Puch Voiturette von 1907
Da England und Frankreich im frühen
Automobilismus tonangebende Produzenten hatten, sind etliche Begriffe aus deren Sprachen
in die Autowelt eingegangen. Manche der Begriffe kommen aus der Kutschenwelt, wurden zum
Beispiel für Karosserieformen von Autos übernommen. Zum Beispiel Berline, Break,
Cabriolet, Coupé, Landaulet, Tonneau, Vis a vis
Der Chauffeur (Heizer) kommt aus dem Französischen wie das Volant
(Lenkrad) oder die Voiturette (Wägelchen).
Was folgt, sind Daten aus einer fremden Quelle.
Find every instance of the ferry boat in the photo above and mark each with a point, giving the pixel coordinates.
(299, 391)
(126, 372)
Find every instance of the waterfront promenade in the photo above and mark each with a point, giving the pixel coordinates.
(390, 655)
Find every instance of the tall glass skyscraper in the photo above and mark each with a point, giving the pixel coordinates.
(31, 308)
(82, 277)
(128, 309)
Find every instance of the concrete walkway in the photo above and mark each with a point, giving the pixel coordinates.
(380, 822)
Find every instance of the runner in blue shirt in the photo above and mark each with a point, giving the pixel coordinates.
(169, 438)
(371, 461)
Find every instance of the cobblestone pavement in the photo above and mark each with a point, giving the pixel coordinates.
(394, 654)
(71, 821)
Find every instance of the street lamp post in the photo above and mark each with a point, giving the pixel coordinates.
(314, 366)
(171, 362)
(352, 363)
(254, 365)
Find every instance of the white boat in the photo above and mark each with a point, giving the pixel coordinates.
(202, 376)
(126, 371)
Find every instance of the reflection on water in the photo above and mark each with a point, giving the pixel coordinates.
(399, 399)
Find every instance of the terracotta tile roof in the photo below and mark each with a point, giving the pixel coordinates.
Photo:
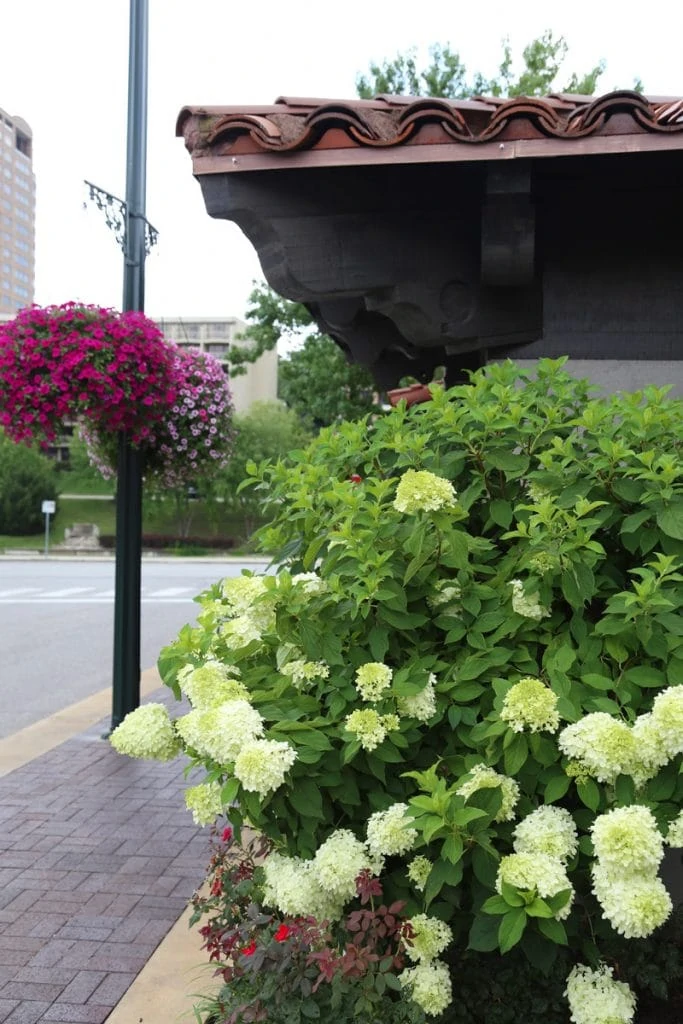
(295, 131)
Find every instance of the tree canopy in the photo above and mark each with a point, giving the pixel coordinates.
(446, 75)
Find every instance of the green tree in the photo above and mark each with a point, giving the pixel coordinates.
(446, 75)
(268, 431)
(27, 478)
(322, 387)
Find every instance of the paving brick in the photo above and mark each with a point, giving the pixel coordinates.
(28, 1012)
(77, 1014)
(113, 988)
(6, 1007)
(82, 987)
(32, 990)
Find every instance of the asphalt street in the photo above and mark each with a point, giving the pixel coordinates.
(56, 627)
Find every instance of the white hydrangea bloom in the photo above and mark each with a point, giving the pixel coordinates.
(483, 777)
(219, 732)
(596, 998)
(536, 872)
(634, 904)
(420, 491)
(369, 727)
(205, 803)
(338, 862)
(418, 871)
(668, 715)
(430, 937)
(421, 706)
(372, 680)
(627, 839)
(146, 732)
(211, 683)
(550, 830)
(430, 986)
(651, 755)
(675, 834)
(526, 604)
(389, 833)
(242, 592)
(292, 886)
(530, 705)
(446, 592)
(262, 764)
(605, 747)
(304, 673)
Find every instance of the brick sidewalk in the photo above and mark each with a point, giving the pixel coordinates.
(98, 858)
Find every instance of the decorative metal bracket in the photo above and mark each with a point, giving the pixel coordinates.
(115, 217)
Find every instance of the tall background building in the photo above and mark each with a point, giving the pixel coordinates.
(217, 336)
(17, 214)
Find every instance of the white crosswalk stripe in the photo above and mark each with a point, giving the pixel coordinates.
(90, 595)
(68, 592)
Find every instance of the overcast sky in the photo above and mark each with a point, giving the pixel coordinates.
(63, 68)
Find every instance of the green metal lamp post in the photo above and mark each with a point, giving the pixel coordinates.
(136, 237)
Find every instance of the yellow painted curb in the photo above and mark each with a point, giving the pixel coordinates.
(42, 736)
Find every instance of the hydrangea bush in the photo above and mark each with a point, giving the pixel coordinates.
(465, 681)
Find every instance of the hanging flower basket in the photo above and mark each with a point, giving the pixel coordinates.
(61, 364)
(195, 437)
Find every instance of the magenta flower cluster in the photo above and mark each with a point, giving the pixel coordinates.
(61, 364)
(196, 436)
(111, 372)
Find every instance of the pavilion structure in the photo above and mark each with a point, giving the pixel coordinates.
(426, 232)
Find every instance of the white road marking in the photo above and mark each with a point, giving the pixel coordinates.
(170, 592)
(90, 600)
(67, 592)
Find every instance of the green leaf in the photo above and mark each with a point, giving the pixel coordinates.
(556, 788)
(229, 792)
(515, 755)
(453, 849)
(511, 929)
(553, 930)
(670, 519)
(442, 873)
(483, 934)
(379, 642)
(495, 904)
(305, 798)
(578, 584)
(625, 790)
(501, 512)
(598, 682)
(589, 794)
(512, 464)
(539, 908)
(646, 676)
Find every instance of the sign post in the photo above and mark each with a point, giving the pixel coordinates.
(48, 509)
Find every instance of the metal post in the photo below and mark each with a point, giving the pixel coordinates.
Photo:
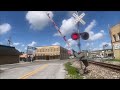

Da es kein internationales Büro für
allgemeine Begriffsbestimmung gibt, zeigt die Lektüre der alten Quellen eine
unterhaltsame Vielfalt in der Anwendung so mancher Begriffe für Details, auch alte
Sprachformen, die heute nicht mehr gebräuchlich sind.
Jacob Lohner & Co:
Renn-Karrosserie, Modell Graf Thurn von 1907
So wäre zum Beispiel, was wir heute Mopedauto"
nennen, mit Voiturette durchaus passend angesprochen. Aber was genau ist mit
diesem Begriff gemeint? Es heißt, rund um 1902 sei infolge neuer Konstruktionen ein
Rückgang motorisierter Dreiräder festzustellen gewesen.
Deshalb kam es im Motorsport zu einer neuen Teilung der Klassen. Für die gemeinsam
organisierten Fernfahrt Paris-Wien legten der Automobile-Club de France und der Ö.A.C.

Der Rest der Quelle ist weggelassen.